Two dozen states have bans on abortions between 13 and 24 weeks of pregnancy, claiming, against medical consensus, that fetuses can feel pain at 20 weeks. But Roe protects abortion up till the point of viability, and a fetus isn’t viable at 20 weeks. As Vox explains, if the Supreme Court upholds the bans, “it would dismantle a very basic principle of Roe v. Wade.”

Rewire News, a site that closely covers reproductive justice and the courts, shares this assessment:

Legal experts believe these laws are unconstitutional on their face because they undermine a key provision of Roe v. Wade, which established the right to an abortion in the United States up until fetal viability, generally determined by doctors to be around 24 weeks’ gestation. Were the U.S. Supreme Court to uphold one of these bans, it would effectively dismantle the backbone of the court’s 1973 decision legalizing abortion in the United States. Anti-choice leaders have been open about their long-view strategy involving 20-week abortion bans—to persuade the high court to overturn the viability principle on which Roe rests.

Alabama’s law is, however, likely too extreme for the Supreme Court to uphold, according to Ziegler. “We’re in a world of a lot more uncertainty when it comes to what the Supreme Court’s going to do than we have been in decades, but it’s still hard for me to imagine Chief Justice Roberts, given how much he seems concerned about optics and the reputation of the Court, doing something so high-profile and so controversial so quickly with so little lead up,” Ziegler said.
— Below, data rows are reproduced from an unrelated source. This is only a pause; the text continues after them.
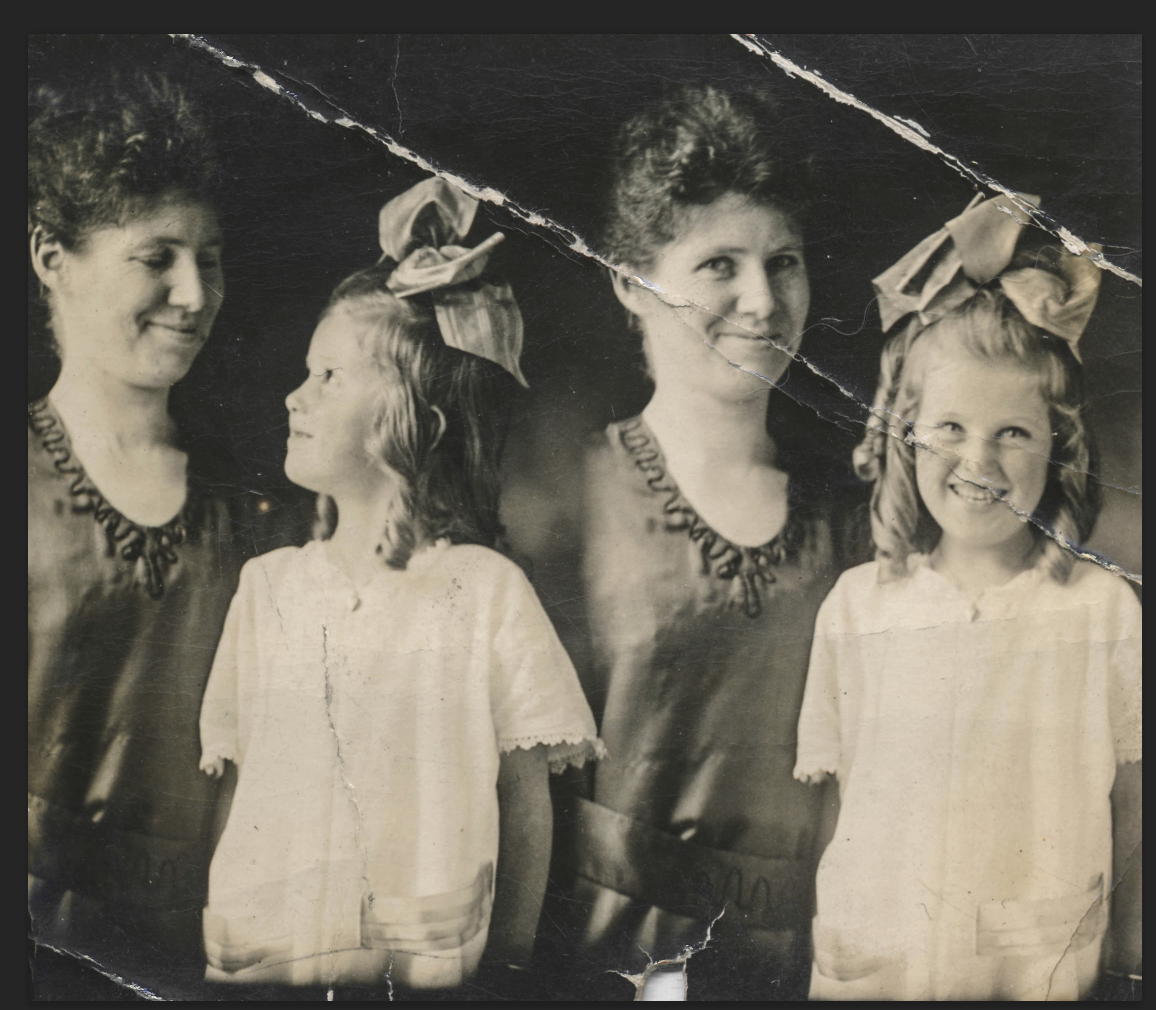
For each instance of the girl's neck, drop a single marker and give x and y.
(363, 521)
(111, 415)
(975, 570)
(704, 431)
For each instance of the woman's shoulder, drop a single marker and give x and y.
(274, 565)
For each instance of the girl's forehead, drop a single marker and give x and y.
(338, 338)
(962, 380)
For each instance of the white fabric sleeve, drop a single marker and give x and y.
(535, 697)
(819, 747)
(221, 717)
(1125, 685)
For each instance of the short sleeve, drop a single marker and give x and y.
(819, 744)
(222, 723)
(1125, 689)
(535, 697)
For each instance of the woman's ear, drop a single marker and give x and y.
(441, 424)
(625, 290)
(47, 257)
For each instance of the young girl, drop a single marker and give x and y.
(392, 692)
(976, 689)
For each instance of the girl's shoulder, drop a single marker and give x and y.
(274, 565)
(1090, 585)
(480, 566)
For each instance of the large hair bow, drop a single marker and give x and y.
(419, 230)
(943, 272)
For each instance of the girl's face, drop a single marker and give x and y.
(331, 415)
(732, 297)
(985, 438)
(136, 302)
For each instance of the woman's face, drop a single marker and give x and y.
(136, 302)
(730, 297)
(331, 415)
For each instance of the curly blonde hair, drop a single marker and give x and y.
(446, 465)
(990, 326)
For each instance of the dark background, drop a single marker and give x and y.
(532, 116)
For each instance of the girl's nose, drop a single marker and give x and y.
(293, 401)
(983, 460)
(756, 296)
(187, 290)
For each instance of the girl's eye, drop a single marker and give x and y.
(720, 266)
(158, 260)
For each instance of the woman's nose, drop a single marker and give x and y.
(187, 289)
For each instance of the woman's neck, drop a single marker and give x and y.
(119, 417)
(704, 431)
(977, 569)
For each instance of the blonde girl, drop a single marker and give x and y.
(392, 692)
(976, 689)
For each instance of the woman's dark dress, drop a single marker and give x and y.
(123, 623)
(695, 659)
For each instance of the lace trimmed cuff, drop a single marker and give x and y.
(563, 749)
(812, 765)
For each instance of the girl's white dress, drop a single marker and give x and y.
(368, 726)
(976, 747)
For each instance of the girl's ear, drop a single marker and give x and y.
(47, 257)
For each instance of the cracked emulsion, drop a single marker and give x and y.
(576, 244)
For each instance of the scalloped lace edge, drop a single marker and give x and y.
(565, 750)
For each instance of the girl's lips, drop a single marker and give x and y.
(977, 496)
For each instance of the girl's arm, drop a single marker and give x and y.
(526, 831)
(1123, 948)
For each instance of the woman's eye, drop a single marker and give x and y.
(160, 260)
(721, 266)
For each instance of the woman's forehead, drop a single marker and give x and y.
(735, 220)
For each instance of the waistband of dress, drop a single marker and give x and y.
(686, 877)
(111, 864)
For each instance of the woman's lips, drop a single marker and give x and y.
(183, 334)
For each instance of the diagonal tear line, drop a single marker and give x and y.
(575, 243)
(133, 987)
(913, 133)
(688, 952)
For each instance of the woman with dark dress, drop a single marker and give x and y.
(133, 546)
(712, 527)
Linda Greenhouse, the Knight Distinguished Journalist in Residence and Joseph M. Goldstein Lecturer in Law at Yale Law School who also covered the Supreme Court for decades, told the New Yorker that she sees other incremental restrictions—like admitting privilege laws—as the more likely laws to reach the court and go up against Roe.

I actually think the challenge to Roe will come with ostensibly milder measures that will let the courts find cover in seeming not to be extreme even though these laws can have the extreme effect of destroying the abortion infrastructure and cutting off access for most women,” she explained.
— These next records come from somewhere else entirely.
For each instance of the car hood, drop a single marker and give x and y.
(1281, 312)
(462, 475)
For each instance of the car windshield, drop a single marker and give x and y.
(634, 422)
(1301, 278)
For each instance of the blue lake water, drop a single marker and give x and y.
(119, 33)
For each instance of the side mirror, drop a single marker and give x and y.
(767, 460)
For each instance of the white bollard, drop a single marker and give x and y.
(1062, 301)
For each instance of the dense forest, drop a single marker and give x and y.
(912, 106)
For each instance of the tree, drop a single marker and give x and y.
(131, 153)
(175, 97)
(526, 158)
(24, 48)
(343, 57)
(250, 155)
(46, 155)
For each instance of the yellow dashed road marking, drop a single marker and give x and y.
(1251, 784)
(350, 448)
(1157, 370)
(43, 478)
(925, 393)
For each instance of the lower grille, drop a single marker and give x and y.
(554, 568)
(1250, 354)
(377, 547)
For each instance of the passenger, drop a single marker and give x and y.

Whatever the mechanism, what happens if Roe is overturned? That will likely depend on where you live, according to Ziegler. “If Roe is overturned, we’re not likely to see the Court banning abortions. They’re likely to just say the states can do that,” Ziegler explains. Yet even while Roe stands, the abortion landscape is already so bleak that this is already happening across the country: 27 major cities are abortion deserts, and seven states only have one abortion clinic remaining.

Alabama’s law is extreme, and that’s the point: After decades of weakening abortion rights and putting up barrier after barrier, Republicans are getting bolder, and trying whatever tests for the court they can come up with. This isn’t a new reality, either, Ziegler said. We’ve been here for some time already: “We don’t live in a world in which abortion rights are strongly protected across the country, and we haven’t in decades.”